Now that the Los Angeles Rams 2022 draft picks are official, Les Snead and Sean McVay will have five of eight picks in the sixth and seventh rounds. These are the prime areas to stock a roster with developmental talent and special teams contributors. Adding value to special teams is a well-worn path for unheralded rookies to earn their way onto NFL rosters. Young players can show off their athletic and competitive skills while learning and transitioning to the pro game.

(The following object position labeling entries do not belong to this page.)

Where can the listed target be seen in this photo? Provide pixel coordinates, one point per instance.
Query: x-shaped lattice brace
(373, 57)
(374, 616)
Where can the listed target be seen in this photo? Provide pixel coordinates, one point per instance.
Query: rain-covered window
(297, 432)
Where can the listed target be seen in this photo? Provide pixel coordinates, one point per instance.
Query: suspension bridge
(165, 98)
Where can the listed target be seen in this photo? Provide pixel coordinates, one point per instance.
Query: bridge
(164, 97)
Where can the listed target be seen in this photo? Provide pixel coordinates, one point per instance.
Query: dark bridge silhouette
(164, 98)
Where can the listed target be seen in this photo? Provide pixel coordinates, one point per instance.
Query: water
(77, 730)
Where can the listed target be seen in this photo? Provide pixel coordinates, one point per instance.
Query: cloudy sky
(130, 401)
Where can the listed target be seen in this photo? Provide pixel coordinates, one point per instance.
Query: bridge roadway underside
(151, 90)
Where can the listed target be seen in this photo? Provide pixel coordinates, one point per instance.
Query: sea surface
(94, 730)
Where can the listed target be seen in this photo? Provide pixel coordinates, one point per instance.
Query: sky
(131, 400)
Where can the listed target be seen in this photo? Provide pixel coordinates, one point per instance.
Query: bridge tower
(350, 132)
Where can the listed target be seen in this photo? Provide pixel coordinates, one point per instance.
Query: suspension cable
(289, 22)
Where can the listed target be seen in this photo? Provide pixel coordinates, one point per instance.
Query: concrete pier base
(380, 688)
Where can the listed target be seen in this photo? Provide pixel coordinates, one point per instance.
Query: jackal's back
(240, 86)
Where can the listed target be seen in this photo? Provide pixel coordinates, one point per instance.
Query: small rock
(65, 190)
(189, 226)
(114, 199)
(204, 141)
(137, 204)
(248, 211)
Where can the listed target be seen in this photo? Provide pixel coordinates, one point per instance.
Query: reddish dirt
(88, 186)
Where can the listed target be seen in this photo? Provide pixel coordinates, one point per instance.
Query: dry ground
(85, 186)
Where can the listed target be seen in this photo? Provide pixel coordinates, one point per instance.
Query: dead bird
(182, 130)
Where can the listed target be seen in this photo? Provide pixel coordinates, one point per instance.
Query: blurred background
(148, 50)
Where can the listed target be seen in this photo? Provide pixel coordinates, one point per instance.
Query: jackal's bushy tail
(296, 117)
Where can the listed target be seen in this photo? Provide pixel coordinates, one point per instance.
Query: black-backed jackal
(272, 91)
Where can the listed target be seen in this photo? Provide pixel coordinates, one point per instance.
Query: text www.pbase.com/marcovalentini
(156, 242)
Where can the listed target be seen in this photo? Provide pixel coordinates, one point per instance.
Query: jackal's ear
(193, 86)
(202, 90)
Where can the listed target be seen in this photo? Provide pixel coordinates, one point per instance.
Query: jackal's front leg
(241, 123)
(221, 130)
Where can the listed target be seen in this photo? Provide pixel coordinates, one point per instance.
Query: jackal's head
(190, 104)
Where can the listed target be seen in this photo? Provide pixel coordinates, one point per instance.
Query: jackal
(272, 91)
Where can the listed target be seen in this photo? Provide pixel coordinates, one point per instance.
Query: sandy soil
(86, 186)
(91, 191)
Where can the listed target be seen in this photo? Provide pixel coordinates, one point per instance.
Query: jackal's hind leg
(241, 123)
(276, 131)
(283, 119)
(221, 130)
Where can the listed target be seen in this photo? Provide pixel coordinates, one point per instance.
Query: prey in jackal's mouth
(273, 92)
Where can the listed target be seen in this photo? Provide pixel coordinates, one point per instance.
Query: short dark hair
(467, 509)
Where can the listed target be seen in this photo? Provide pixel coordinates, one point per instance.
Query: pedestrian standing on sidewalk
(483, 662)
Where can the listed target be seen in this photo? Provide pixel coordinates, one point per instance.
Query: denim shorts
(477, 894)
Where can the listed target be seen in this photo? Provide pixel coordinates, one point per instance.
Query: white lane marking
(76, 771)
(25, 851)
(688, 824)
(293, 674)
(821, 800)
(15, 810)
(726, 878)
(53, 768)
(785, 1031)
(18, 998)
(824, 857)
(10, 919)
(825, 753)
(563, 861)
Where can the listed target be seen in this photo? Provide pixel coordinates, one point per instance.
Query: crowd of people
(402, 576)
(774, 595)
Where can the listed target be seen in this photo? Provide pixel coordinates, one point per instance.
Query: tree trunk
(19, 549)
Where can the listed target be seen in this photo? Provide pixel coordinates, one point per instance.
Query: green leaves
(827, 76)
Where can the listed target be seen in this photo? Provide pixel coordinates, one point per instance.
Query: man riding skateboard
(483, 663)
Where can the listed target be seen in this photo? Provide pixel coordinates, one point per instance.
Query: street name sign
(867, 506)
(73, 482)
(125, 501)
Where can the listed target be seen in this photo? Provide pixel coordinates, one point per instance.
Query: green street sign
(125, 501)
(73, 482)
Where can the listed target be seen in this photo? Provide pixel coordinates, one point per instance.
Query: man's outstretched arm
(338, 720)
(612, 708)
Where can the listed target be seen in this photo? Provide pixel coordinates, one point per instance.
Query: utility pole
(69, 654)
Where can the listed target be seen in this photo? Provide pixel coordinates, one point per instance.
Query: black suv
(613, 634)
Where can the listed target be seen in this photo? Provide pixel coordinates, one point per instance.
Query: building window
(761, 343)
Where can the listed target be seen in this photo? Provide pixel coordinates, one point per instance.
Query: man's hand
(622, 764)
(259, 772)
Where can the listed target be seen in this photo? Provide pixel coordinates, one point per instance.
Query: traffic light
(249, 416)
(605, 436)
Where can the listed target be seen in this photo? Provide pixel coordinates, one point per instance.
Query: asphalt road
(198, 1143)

Last season, the Rams return game struggled until being sparked by the the mid-season addition of Brandon Powell. LA had previously tried Tutu Atwell, JJ Koski, and Cooper Kupp on punts. Atwell was injured, Koski was shaky, and Kupp was mostly used for fair catch opportunities. On kickoff returns, Jake Funk, Sony Michel, Bennett Skowronek, Buddy Howell, and Koski all had attempts. Funk was injured early and Michel, Skowronek, and Howell all lacked the burst to be long-term options.
Although Powell solidified the the return game, he is not currently on the Rams roster and as an unrestricted free agent, there are no guarantees he will return. His departure would leave LA’s return game in the same situation as the first half of last year. The 2022 NFL Draft offers some interesting candidates that could not only be successful returning kicks, but offer some versatility as well. All four prospects capsulized below can offer value right away and have plus developmental traits that would fit into the Rams team needs.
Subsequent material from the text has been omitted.